Par contre, à 12 h 30, le capitaine Romuald Johnson a insisté pour que vous déjeuniez à sa table, en compagnie d'autres illustres passagers. Le repas est des plus agréables. Le capitaine, intelligent et courtois, est maître dans l'art d'entretenir la discussion sans jamais lui faire prendre une tournure trop animée.
Vous faites ainsi connaissance des autres passagers se rendant, comme eux, à Alexandrie.
Miss Khan, bengalaise de souche, exerce le noble métier d'institutrice. Son âge lui permet encore de voyager et voilà maintenant sept ans qu'elle enseigne en Angleterre. Elle avoue, sans fausse pudeur, avoir 41 ans mais en paraît plutôt 35, toute galanterie mise à part. Elle porte d'épaisses lunettes qui l'enlaidissent de troublante manière et porte le tchador. Elle ne semble parler qu'à Élisabeth, évitant les hommes.
Le professeur Hans Von Beck est le plus bruyant des convives. Son fort accent germanique résonne jusqu'aux cuisines :
« Ach, touret pour un égyptologue amateur, quelle aventure que de découvrir la Vallée des Rois. Mes collègues de la Faculté de Munich, où je suis chargé de cours, sont tous jaloux. Au diable, la poésie médiévale du Haut-Rhin, je fais le pari, à 55 ans, de découvrir une nouvelle momie, endormie au milieu de ses trésors. N'est-ce pas, Fraulein Scheib » rajoute-t-il en se tournant vers sa secrétaire,
« qu'en dites-vous ?. » Petra Scheib ne desserre pas les dents de tout le déjeuner, ne répondant au professeur Von Beck que par un hochement de tête furtif. Cette grande Allemande blonde, âgée de 27 ans, est la froideur incarnée.

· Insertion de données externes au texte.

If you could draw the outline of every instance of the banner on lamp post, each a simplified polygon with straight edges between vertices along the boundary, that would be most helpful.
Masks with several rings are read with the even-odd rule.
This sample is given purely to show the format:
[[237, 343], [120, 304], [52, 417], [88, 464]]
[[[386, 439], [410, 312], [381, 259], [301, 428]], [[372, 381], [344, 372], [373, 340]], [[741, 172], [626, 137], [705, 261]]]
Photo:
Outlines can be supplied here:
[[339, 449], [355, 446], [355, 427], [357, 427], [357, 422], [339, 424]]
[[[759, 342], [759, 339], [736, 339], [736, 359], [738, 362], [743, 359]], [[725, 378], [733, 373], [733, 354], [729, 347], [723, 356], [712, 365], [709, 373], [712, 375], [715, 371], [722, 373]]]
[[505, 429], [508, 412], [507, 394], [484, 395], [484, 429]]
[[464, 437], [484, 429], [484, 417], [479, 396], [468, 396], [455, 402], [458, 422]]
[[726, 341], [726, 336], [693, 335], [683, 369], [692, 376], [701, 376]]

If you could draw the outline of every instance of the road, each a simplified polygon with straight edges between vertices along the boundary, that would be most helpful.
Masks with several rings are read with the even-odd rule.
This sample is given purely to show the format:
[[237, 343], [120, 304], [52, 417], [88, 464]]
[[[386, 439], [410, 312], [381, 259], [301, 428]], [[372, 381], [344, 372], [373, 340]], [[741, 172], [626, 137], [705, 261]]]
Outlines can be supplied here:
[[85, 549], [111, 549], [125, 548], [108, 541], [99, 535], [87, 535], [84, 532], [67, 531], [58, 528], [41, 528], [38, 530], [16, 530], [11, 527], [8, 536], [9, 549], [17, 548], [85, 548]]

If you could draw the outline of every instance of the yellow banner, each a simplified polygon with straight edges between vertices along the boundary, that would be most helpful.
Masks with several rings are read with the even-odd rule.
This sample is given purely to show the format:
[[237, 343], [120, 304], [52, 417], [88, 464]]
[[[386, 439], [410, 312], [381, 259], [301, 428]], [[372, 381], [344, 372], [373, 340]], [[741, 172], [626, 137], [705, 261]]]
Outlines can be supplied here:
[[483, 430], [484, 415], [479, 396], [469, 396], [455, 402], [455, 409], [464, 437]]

Inutile de lui adresser la parole, elle ne parle ni l'anglais ni le français. Si quelqu'un pratique l'allemand, il n'obtiendra pas plus de réponses. Visiblement cette jeune femme ne désire pas communiquer.
Seul le père Patrick O'Connel, ecclésiastique de son état, parvient à lui extraire l'ombre d'un vague sourire. Ce missionnaire irlandais de 60 ans respire la bonté et la gentillesse. Certes, sa conversation ne révèle pas l'homme cultivé mais ses qualités de coeur savent faire oublier son absence de réflexion. Animé d'une foi inébranlable, il a fait voeu de convenir le plus grand nombre d'autochtones et de bâtir le plus d'églises possible sur le sol égyptien.
Cela d'ailleurs amuse beaucoup un Iranien d'une cinquantaine d'années, Zia Sârkhan, fabricant et marchand de tapis orientaux. Infatigable bavard, l'assistance entière sera bientôt au courant du prix fluctuant du kilo de pistaches et des cours hésitants de cette même denrée à la Bourse de Londres. Comme vous le constatez, son activité mercantile ne semble pas connaître de limite. Toutefois ne vous y trompez pas, cet homme est aussi intelligent que volubile. De plus, deux ou trois remarques venues à bon escient permettent de supposer qu'il es également extrêmement cultivé. En somme, c'est un personnage attachant et déconcertant.